Numerous biological barriers exist to protect the human body from invasion by foreign particles. These barriers include the cellular and humoral arms of the immune system, such as mucosal barriers. A nanoparticle delivery system must overcome these barriers to reach the target tissue. Due to their specific migration and infiltration property, AuNP-loaded macrophages are well suited to target inflammatory tissue and overcome immune barriers in the liver, spleen, and kidneys. It is now well accepted that nano- and micro-vehicles are suitable for crossing the biological barriers through tissue diffusion, extravasation, and escape from hepatic filtration.
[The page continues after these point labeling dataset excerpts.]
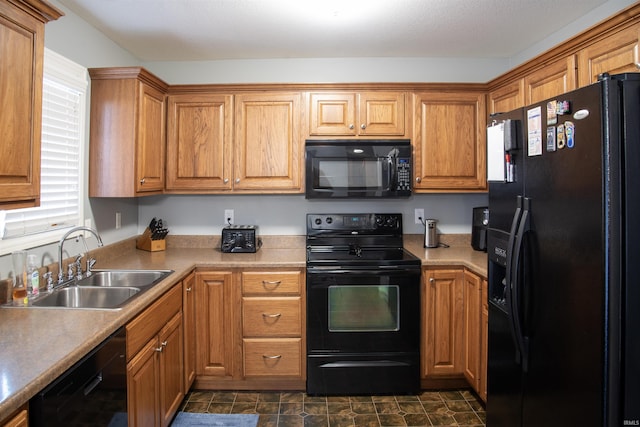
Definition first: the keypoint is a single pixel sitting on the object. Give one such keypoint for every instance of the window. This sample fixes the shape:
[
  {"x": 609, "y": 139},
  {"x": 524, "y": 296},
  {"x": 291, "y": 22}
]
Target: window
[{"x": 61, "y": 181}]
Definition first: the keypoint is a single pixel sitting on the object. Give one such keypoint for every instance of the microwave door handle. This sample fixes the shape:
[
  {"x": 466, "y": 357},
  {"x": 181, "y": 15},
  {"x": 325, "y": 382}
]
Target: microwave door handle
[{"x": 393, "y": 172}]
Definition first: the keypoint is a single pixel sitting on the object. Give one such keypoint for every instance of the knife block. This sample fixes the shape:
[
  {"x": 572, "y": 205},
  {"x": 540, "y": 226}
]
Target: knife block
[{"x": 145, "y": 243}]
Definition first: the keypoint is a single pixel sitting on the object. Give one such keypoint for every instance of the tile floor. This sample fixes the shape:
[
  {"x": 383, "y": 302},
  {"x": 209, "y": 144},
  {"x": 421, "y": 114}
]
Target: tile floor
[{"x": 437, "y": 408}]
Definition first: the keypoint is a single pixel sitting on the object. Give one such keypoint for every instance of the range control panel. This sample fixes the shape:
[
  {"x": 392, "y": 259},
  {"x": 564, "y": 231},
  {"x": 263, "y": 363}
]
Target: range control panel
[{"x": 354, "y": 222}]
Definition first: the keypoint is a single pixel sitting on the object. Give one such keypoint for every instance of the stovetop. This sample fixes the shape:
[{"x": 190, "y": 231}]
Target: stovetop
[
  {"x": 356, "y": 240},
  {"x": 360, "y": 256}
]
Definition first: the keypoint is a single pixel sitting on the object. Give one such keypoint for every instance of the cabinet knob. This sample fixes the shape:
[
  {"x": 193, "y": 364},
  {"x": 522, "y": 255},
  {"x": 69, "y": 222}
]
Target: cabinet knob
[
  {"x": 271, "y": 284},
  {"x": 162, "y": 346},
  {"x": 272, "y": 316}
]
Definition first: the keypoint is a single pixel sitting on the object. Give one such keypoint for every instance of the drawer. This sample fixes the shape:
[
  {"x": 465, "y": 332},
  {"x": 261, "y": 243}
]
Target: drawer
[
  {"x": 272, "y": 357},
  {"x": 271, "y": 282},
  {"x": 270, "y": 317},
  {"x": 142, "y": 328}
]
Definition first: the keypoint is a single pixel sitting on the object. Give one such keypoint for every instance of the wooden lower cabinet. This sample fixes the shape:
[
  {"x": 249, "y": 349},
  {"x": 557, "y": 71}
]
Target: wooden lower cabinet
[
  {"x": 216, "y": 327},
  {"x": 442, "y": 323},
  {"x": 189, "y": 323},
  {"x": 155, "y": 372},
  {"x": 455, "y": 329},
  {"x": 19, "y": 418},
  {"x": 472, "y": 328},
  {"x": 250, "y": 327},
  {"x": 484, "y": 341}
]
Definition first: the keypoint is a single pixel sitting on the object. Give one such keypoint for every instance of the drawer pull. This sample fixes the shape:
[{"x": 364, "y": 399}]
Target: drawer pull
[
  {"x": 279, "y": 356},
  {"x": 271, "y": 316},
  {"x": 162, "y": 346},
  {"x": 271, "y": 284}
]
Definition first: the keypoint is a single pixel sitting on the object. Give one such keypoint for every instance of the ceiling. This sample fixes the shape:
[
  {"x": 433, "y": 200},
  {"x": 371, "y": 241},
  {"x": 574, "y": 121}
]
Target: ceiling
[{"x": 191, "y": 30}]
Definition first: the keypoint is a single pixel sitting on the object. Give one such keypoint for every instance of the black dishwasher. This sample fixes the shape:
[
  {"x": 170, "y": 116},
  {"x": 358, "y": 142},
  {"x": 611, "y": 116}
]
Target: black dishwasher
[{"x": 93, "y": 392}]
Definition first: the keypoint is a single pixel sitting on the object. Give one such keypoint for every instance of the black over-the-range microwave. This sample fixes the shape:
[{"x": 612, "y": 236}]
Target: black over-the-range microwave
[{"x": 339, "y": 168}]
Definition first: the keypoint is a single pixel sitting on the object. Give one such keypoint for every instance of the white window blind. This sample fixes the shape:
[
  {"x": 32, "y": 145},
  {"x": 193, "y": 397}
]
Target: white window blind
[{"x": 63, "y": 104}]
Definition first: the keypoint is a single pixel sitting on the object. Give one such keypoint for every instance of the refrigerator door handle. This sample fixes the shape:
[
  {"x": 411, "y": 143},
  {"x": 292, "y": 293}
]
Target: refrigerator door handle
[
  {"x": 516, "y": 292},
  {"x": 509, "y": 276}
]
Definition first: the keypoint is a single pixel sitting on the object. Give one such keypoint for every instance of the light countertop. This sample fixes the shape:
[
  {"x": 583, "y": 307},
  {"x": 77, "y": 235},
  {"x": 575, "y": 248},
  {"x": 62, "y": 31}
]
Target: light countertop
[{"x": 39, "y": 344}]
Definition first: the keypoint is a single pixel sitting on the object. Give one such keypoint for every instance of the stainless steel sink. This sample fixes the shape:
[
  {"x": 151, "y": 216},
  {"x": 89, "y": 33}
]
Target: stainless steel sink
[
  {"x": 120, "y": 278},
  {"x": 87, "y": 297},
  {"x": 104, "y": 289}
]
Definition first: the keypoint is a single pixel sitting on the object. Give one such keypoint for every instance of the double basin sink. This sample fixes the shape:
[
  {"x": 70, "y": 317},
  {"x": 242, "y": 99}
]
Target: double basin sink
[{"x": 104, "y": 289}]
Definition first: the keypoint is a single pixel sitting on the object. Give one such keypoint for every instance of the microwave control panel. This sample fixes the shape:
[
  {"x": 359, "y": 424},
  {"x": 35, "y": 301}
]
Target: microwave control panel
[{"x": 404, "y": 174}]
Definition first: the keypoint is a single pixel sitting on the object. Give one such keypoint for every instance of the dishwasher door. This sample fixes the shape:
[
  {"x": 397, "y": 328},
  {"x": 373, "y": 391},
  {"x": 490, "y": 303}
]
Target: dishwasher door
[{"x": 92, "y": 392}]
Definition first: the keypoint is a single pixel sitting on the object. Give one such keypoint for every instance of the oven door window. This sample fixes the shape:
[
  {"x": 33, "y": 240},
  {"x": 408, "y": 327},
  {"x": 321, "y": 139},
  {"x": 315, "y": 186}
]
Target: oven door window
[
  {"x": 364, "y": 308},
  {"x": 360, "y": 174}
]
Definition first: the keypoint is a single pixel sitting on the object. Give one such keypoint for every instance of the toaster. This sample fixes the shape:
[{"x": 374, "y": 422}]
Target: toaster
[{"x": 239, "y": 239}]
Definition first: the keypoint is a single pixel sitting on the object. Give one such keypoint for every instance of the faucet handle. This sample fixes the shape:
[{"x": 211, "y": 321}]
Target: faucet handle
[
  {"x": 90, "y": 263},
  {"x": 78, "y": 264},
  {"x": 48, "y": 276}
]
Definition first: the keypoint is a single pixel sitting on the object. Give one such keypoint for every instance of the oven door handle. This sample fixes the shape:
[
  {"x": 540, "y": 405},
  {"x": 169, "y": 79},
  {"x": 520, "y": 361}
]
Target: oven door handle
[
  {"x": 362, "y": 363},
  {"x": 378, "y": 270}
]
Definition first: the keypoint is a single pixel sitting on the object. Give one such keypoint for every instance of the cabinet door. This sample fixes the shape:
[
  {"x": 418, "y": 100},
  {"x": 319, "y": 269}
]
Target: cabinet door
[
  {"x": 442, "y": 323},
  {"x": 267, "y": 142},
  {"x": 449, "y": 140},
  {"x": 21, "y": 49},
  {"x": 551, "y": 80},
  {"x": 150, "y": 140},
  {"x": 615, "y": 54},
  {"x": 215, "y": 330},
  {"x": 199, "y": 145},
  {"x": 472, "y": 328},
  {"x": 189, "y": 327},
  {"x": 171, "y": 369},
  {"x": 382, "y": 113},
  {"x": 332, "y": 114},
  {"x": 507, "y": 98},
  {"x": 142, "y": 385}
]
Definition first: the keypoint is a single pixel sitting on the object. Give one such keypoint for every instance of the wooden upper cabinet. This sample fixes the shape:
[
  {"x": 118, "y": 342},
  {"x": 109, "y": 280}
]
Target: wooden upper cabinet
[
  {"x": 550, "y": 80},
  {"x": 22, "y": 53},
  {"x": 449, "y": 141},
  {"x": 617, "y": 53},
  {"x": 199, "y": 142},
  {"x": 267, "y": 142},
  {"x": 507, "y": 98},
  {"x": 127, "y": 136},
  {"x": 357, "y": 114}
]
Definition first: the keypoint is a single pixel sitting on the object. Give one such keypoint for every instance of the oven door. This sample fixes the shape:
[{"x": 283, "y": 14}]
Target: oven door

Recently, we also used another animal model toxicology study of intravenously injected AuNP-loaded macrophages to demonstrate that there are no tissue necrosis or infiltration of inflammatory corpuscles in the liver, lungs, and kidneys [31
]. Thus, our findings support the use of macrophages as nanoparticle drug delivery vehicles in inflammation related diseases.
Nanoparticle-based delivery systems have been studied with various approaches to improve therapeutic and diagnostic efficacy. Among them, cell-based delivery approach can be a great strategy to overcome existing limitations such as poor accumulation, cell toxicity, and elimination by immune response. In particular, macrophage-based delivery vehicles offer several advantages compared to other cell-based delivery strategies thanks to easy to get, simple to load therapeutic agents, and free of re-injection into the bloodstream (e.g. immune response and toxicity) [32
We prepared AuNP-loaded macrophages using RAW 264.7 cells and demonstrated their potential application as targeted delivery vehicles to inflammation sites using an LPS-treated mouse model.
At the intracellular level, the digital holotomographic imaging technique can characterize the AuNP-loaded macrophages by investigating the dynamic morphology of the cells and biodistribution imaging of the intracellular interaction between macrophages and AuNPs in label-free and in real-time. Besides, our ex vivo study of fluorescence imaging confirmed that well AuNPs uptake macrophages show the high delivery efficacy. Therefore, the digital holotomographic imaging technique would be a potential modality to understand intracellular biodistribution, while the ex vivo fluorescence imaging can be a promising technique to evaluate the target delivery efficiency through the analysis of the ex vivo biodistribution. Consequently, the AuNP-loaded macrophages can be a prospective candidate for targeting inflammatory regions. Furthermore, the use of nanotechnology mediated macrophages as tumor-promoting inflammatory targets may improve cancer therapies and further expand its diagnostic applications. Future research will confirm the application of nanomaterial-loaded immune cells in lung cancer models.